O primeiro é resultado do desprezível libelo condenatório trazido a vida jurídica nacional pelo juizeco de Curitiba como ato final de sua cruzada imoral e vergonhosa contra a maior liderança popular da história do Brasil. Em uma peça condenatória de mais de 200 páginas, uma aberração diante da sobriedade e tranquilidade comuns ao direito penal, ficam claros tanto o desprezo do juiz pela tradição jurídica nacional quanto sua ignorância dos elementos mais fundamentais do direito pátrio. Gastando sessenta páginas para falar de si mesmo, num arroubo narcísico que o mergulha definitivamente no ridículo, e ignorando completamente as provas postas no processo o que resulta é a manifestação do ódio mais irracional, que, para satisfazer seus apetites, nega ao réu os direitos consagrados da tradição jurídica de nossa civilização.

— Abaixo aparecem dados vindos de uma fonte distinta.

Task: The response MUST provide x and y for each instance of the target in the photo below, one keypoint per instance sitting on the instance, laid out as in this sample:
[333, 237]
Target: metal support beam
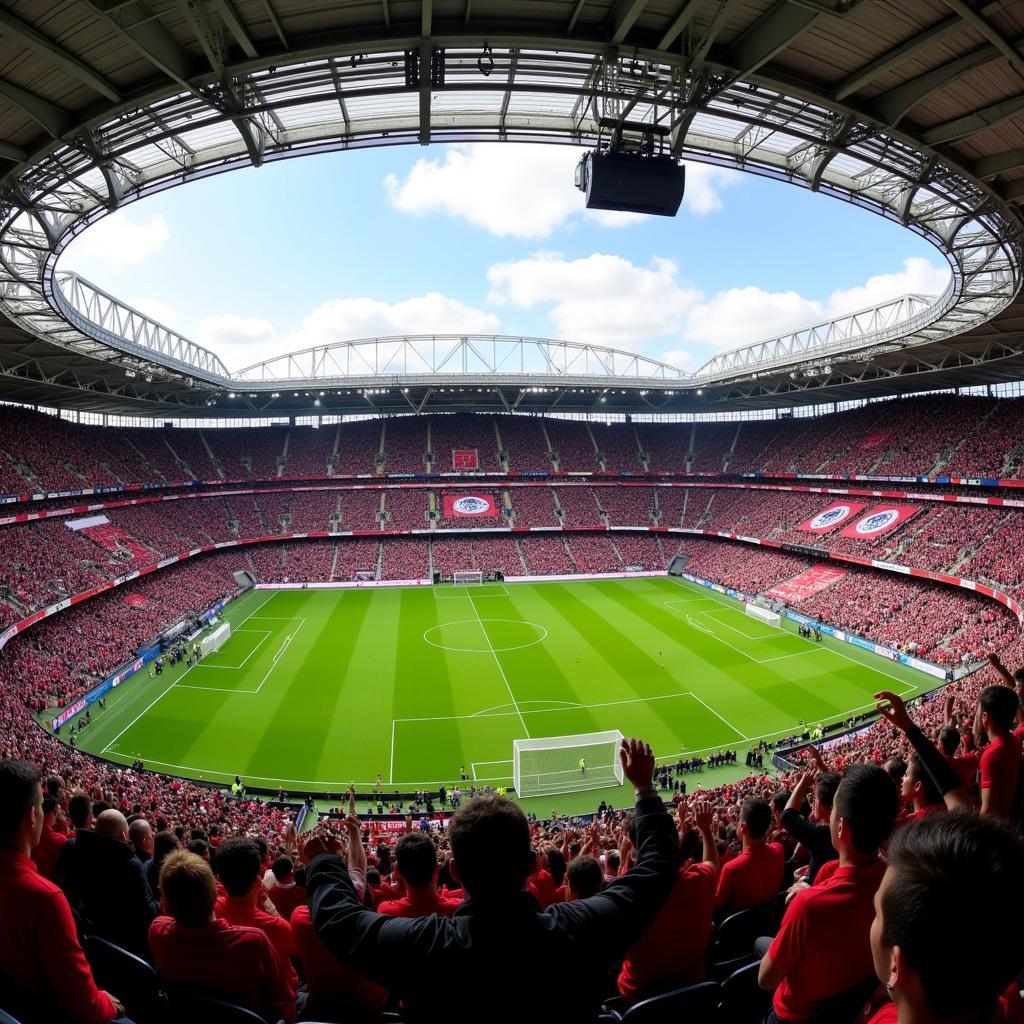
[972, 124]
[136, 23]
[53, 120]
[15, 29]
[894, 104]
[914, 46]
[987, 167]
[767, 36]
[624, 16]
[679, 23]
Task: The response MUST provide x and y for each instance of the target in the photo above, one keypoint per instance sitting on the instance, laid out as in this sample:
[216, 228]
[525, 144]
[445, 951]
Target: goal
[552, 764]
[763, 614]
[215, 640]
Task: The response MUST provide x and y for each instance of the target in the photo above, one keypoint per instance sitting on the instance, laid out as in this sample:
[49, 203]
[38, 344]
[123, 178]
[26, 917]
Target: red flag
[880, 520]
[469, 505]
[828, 518]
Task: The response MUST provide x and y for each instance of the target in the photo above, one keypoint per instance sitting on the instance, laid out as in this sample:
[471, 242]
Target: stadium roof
[913, 110]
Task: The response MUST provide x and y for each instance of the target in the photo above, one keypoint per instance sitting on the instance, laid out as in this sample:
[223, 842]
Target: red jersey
[419, 903]
[1000, 765]
[823, 946]
[39, 946]
[226, 962]
[752, 879]
[335, 989]
[239, 911]
[287, 898]
[671, 953]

O direito penal deve ser, e é, cuidadoso quando constrói sentenças por conta de sua possibilidade de cometer erros irreparáveis. Lembro, a título de exemplo , o caso de Lena Backer, a afro-americana que na década de 1940 foi condenada a morte por assassinato e para a família de quem recentemente Barak Obama pediu perdão, ao ficar comprovado que ela agiu em legítima defesa e que sua condenação foi resultado de sentimentos racistas do juiz e do júri. Para que fatos como esse não se repitam o direito penal se orienta, enfaticamente, por regras sem as quais a justiça é impraticável, como a presunção da inocência, a dúvida em favor do réu e a imperatividade de provas materiais para se afirmar a culpa. Todas estas regras foram desrespeitadas por Moro para poder condenar Lula. Das evidências, presentes no processo, a única conclusão séria é a de que Lula é inocente, as provas apontam isto de forma inexorável. Entre as provas e a sentença se explicita a contradição própria do paradoxo, sua incoerência diante das premissas, e também o verdadeiro motivador da sentença, o ódio. Ódio, contra os pobres, e narcisismo, próprio da pouca inteligência de certos setores da elite, os mesmos que estão causando a ruína de nosso país, são as substâncias que o juiz usou para tecer sua sentença, e para dar lugar a eles precisou subtrair a lei, a ética, a razão e qualquer intenção de justiça.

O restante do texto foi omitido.